Here’s another one: Laws
to curb unions from collecting union dues through paycheck deductions are just addressing
a straightforward civil rights and
fairness issue. If we can
believe Grover Norquist, the so-called “paycheck protection” strategy may
have started as early as 1998: "This
all started with a group of three guys in California .
… My contribution has been to take it
nationwide …”
The three guys and their backer ran a pro-voucher
conservative Christian group and they were frustrated by the power of the National Education Association and the
American Federation of Teachers to defeat their political initiatives.
There seems to be a preponderance of mainstream opinion that the civil
rights/fairness claim for “paycheck protection” is cynical and fraudulent. A federal judge recently struck
down Arizona laws on “paycheck protection” and restricting the right to
picket, saying such laws were unconstitutional.

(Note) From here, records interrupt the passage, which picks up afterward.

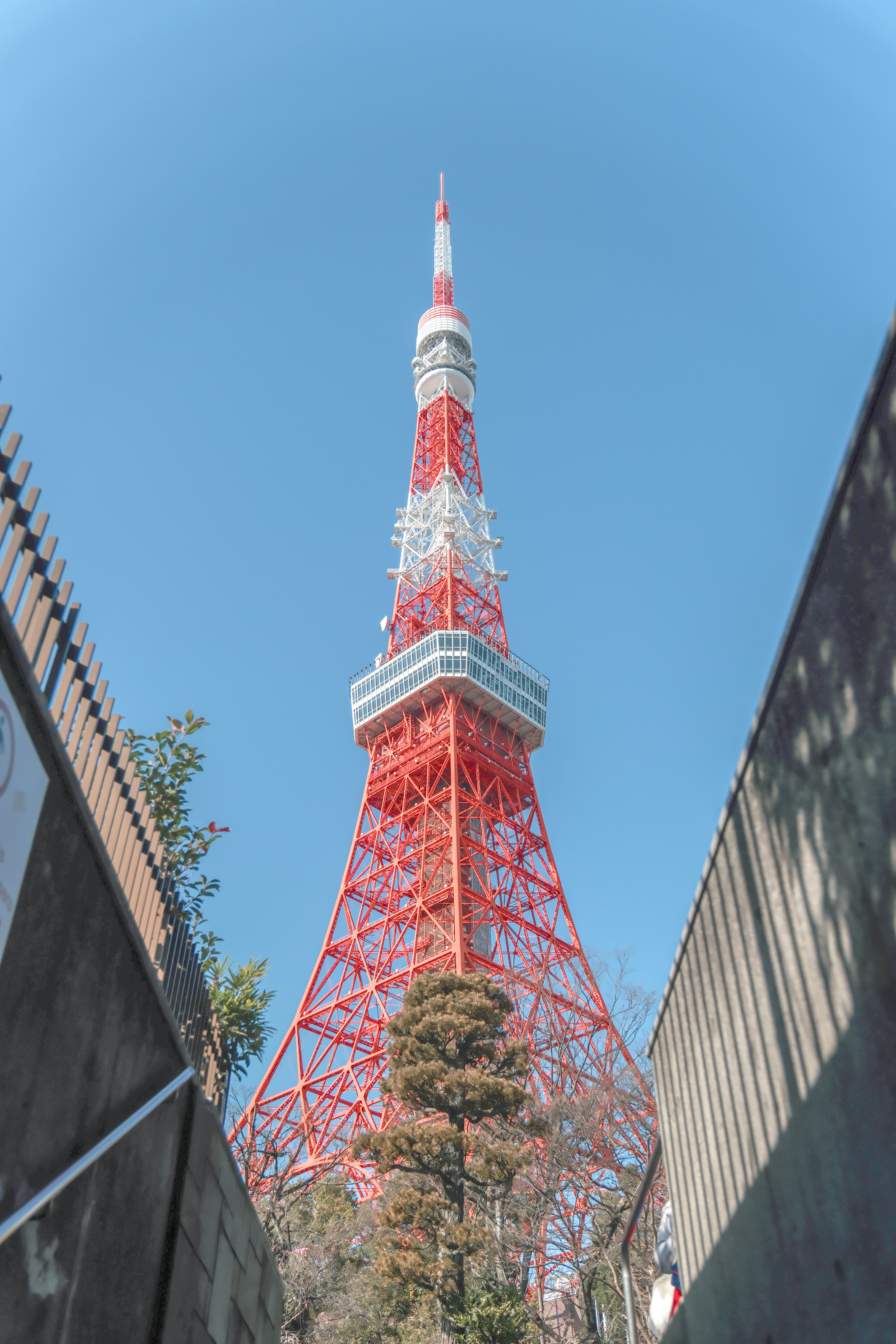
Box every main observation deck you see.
[349,630,551,751]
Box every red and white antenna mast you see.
[231,176,651,1236]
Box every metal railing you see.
[0,1064,193,1246]
[0,404,226,1103]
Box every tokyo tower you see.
[231,176,630,1190]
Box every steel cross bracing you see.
[231,184,650,1261]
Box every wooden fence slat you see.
[0,403,224,1103]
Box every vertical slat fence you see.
[0,404,224,1105]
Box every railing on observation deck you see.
[0,404,223,1102]
[349,630,551,728]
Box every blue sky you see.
[0,0,896,1097]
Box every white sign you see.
[0,673,47,961]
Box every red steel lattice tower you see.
[231,179,642,1188]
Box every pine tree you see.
[355,972,529,1344]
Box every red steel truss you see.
[231,181,653,1220]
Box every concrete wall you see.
[651,317,896,1344]
[0,607,281,1344]
[163,1101,284,1344]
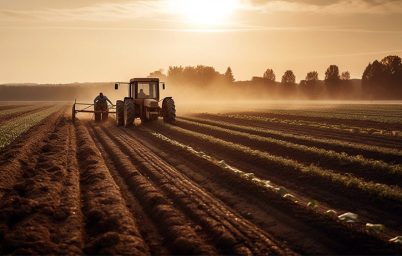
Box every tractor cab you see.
[115,78,176,126]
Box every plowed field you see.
[0,105,402,255]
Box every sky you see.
[0,0,402,83]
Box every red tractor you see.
[115,78,176,127]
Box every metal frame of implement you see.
[71,100,116,122]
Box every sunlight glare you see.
[172,0,239,25]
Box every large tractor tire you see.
[162,97,176,124]
[116,100,124,126]
[95,110,102,123]
[124,99,135,127]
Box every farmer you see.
[94,93,113,107]
[138,89,148,99]
[94,93,113,122]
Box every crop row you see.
[100,126,291,254]
[0,105,43,117]
[260,109,402,123]
[220,114,402,137]
[0,106,61,149]
[178,119,402,184]
[155,124,402,211]
[181,116,402,163]
[146,130,402,249]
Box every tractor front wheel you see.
[116,100,124,126]
[162,97,176,124]
[124,99,135,127]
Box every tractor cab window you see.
[137,82,158,99]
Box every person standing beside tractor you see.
[94,93,113,122]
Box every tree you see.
[381,56,402,76]
[341,71,350,81]
[306,71,318,83]
[224,67,235,83]
[282,70,296,84]
[325,65,340,85]
[262,68,276,82]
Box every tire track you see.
[95,123,296,254]
[89,123,172,255]
[92,123,218,255]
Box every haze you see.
[0,0,402,83]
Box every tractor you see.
[115,78,176,127]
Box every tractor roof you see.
[130,78,159,83]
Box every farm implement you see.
[72,78,176,127]
[71,101,116,122]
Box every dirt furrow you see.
[88,123,172,255]
[76,123,149,255]
[197,115,402,149]
[148,122,402,230]
[0,104,30,111]
[133,127,399,254]
[176,120,402,187]
[98,123,296,254]
[0,105,52,124]
[0,115,82,254]
[239,111,402,130]
[181,115,402,164]
[88,123,218,254]
[0,108,65,199]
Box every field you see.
[0,103,402,255]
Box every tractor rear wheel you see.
[162,98,176,124]
[124,99,135,127]
[116,100,124,126]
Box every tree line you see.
[150,56,402,99]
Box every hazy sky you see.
[0,0,402,83]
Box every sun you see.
[171,0,239,25]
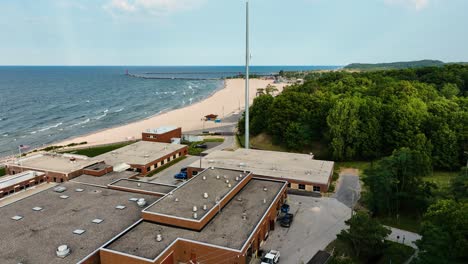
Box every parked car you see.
[281,204,289,214]
[261,250,280,264]
[195,143,208,148]
[280,214,294,227]
[174,172,188,180]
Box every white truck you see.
[261,250,280,264]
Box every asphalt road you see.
[262,195,350,264]
[332,171,361,208]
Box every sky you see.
[0,0,468,65]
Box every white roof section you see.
[95,141,185,167]
[146,126,177,135]
[190,149,334,184]
[0,171,44,189]
[11,153,99,174]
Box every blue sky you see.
[0,0,468,65]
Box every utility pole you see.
[245,0,250,149]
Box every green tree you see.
[337,212,391,259]
[417,200,468,263]
[440,83,460,99]
[363,148,434,215]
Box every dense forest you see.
[239,64,468,264]
[344,60,444,71]
[239,64,468,170]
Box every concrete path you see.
[387,226,421,249]
[332,169,361,208]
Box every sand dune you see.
[54,79,284,145]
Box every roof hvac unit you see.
[55,245,70,258]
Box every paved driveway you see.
[332,169,361,208]
[262,195,351,264]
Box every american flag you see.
[19,145,30,150]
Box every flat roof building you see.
[141,126,182,143]
[186,149,334,192]
[0,171,47,199]
[100,168,286,264]
[95,141,188,175]
[0,182,157,264]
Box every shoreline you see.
[47,79,286,147]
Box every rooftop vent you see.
[54,186,67,193]
[73,229,86,235]
[11,215,23,221]
[55,245,70,258]
[115,205,126,210]
[91,218,104,225]
[156,234,162,242]
[137,198,146,207]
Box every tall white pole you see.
[245,0,250,149]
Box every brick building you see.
[188,149,334,192]
[6,153,103,182]
[0,171,47,198]
[95,141,188,175]
[141,126,182,143]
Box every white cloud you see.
[104,0,206,15]
[384,0,429,10]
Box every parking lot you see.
[260,195,351,264]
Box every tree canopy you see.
[239,65,468,170]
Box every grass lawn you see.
[146,156,187,177]
[377,213,421,233]
[64,141,135,157]
[335,161,371,175]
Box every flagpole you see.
[245,0,250,149]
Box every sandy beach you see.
[54,79,285,146]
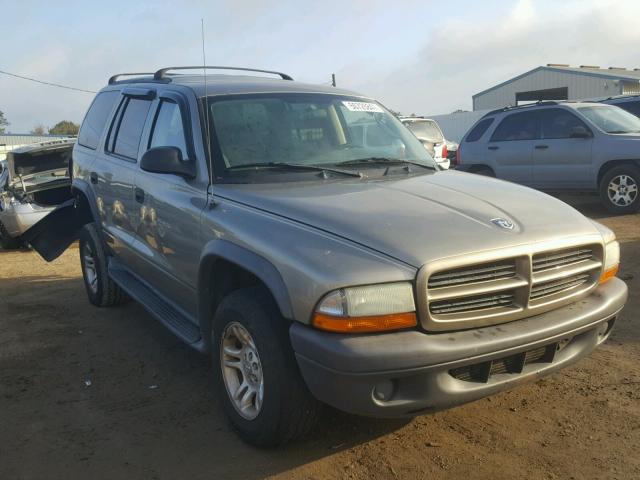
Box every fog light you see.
[373,380,395,402]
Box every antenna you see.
[200,18,213,191]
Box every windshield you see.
[578,105,640,133]
[210,93,435,177]
[405,120,444,143]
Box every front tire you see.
[212,287,320,447]
[600,165,640,215]
[80,223,129,307]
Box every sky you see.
[0,0,640,133]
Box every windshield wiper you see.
[335,157,437,170]
[226,162,362,178]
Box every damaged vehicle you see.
[0,138,75,250]
[24,67,627,446]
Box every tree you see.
[49,120,80,135]
[0,110,9,133]
[31,123,47,135]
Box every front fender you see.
[198,239,293,344]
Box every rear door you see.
[486,111,540,185]
[95,88,155,270]
[135,91,208,318]
[533,108,595,190]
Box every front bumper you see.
[290,278,628,417]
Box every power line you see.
[0,70,97,93]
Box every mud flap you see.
[20,198,84,262]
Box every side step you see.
[109,261,201,348]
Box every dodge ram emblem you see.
[491,218,513,230]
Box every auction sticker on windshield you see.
[342,101,384,113]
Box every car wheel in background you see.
[600,165,640,215]
[80,223,129,307]
[0,222,22,250]
[211,287,320,447]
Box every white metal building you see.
[0,133,73,160]
[472,63,640,110]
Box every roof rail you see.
[153,65,293,80]
[109,72,153,85]
[482,100,558,118]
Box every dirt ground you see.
[0,193,640,480]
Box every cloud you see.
[341,0,640,114]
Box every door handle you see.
[134,187,144,203]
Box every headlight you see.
[600,240,620,283]
[313,282,417,333]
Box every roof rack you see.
[153,65,293,80]
[482,100,558,118]
[109,72,153,85]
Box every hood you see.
[216,170,599,267]
[7,140,75,177]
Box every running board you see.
[109,259,202,344]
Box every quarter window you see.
[540,108,587,139]
[113,98,151,159]
[149,100,188,159]
[491,112,538,142]
[78,90,119,150]
[466,118,493,142]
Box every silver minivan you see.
[456,102,640,214]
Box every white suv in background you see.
[400,117,450,169]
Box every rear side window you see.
[465,118,493,142]
[612,101,640,117]
[112,98,151,159]
[149,100,188,160]
[491,112,538,142]
[78,90,120,150]
[539,108,588,139]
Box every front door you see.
[486,112,539,185]
[533,108,595,189]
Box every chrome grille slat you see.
[532,248,593,273]
[428,261,516,288]
[431,293,514,314]
[530,273,591,300]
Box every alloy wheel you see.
[220,322,264,420]
[607,175,638,207]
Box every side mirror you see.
[569,125,591,138]
[140,147,196,178]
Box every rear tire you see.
[211,287,321,447]
[600,165,640,215]
[0,222,22,250]
[79,223,129,307]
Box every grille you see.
[427,259,516,288]
[421,242,603,330]
[530,273,591,300]
[532,247,594,273]
[449,340,570,383]
[430,292,515,315]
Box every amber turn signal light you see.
[599,265,619,285]
[313,312,418,333]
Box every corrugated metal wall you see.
[0,133,74,160]
[427,110,488,143]
[473,70,623,111]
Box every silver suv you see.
[456,102,640,214]
[24,67,627,445]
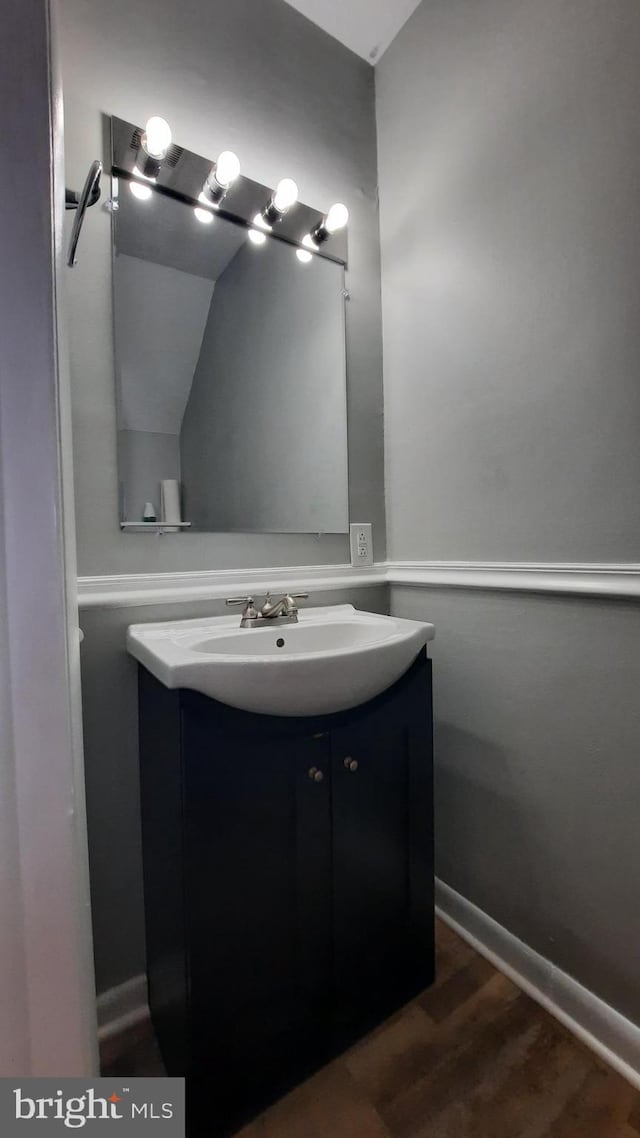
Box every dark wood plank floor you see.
[102,923,640,1138]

In a January 7, 2012 editorial, the New York Times described the eagerness
for Republican administrations to use “model bills” engineered by ALEC:
Many
Republican leaders are adopting model legislation proposed by the American
Legislative Exchange Council, a national corporate-financed conservative
organization that is also assisting the Republican push to require voter
identification cards to suppress the vote of minorities, young people and other
constituencies that tend to favor the Democratic Party.
There is
little doubt that politics is also behind the Republicans’ push for
right-to-work laws: they see an opportunity to further weaken unions, which are
far more likely to support Democrats — as well as health care reform and a
higher minimum wage — by slashing their funding and their donating power.
The
Oregonian and Jill
Gibson Odell both promote the fairness/worker choice rationale for limiting
the power of unions to collect dues. The
Oregonian’s stance is lamentable and spurious.
Odell is the author of Initiative Petition 9 – the most threatening of
the “right to work” initiatives that may end up on the ballot in 2014. The Oregonian reports:
What is currently known as Initiative Petition 9 wasn't
motivated by anti-union sentiment, insists Odell, who once served as
legislative director for Oregon
House Republicans. It is, rather, "a civil rights issue."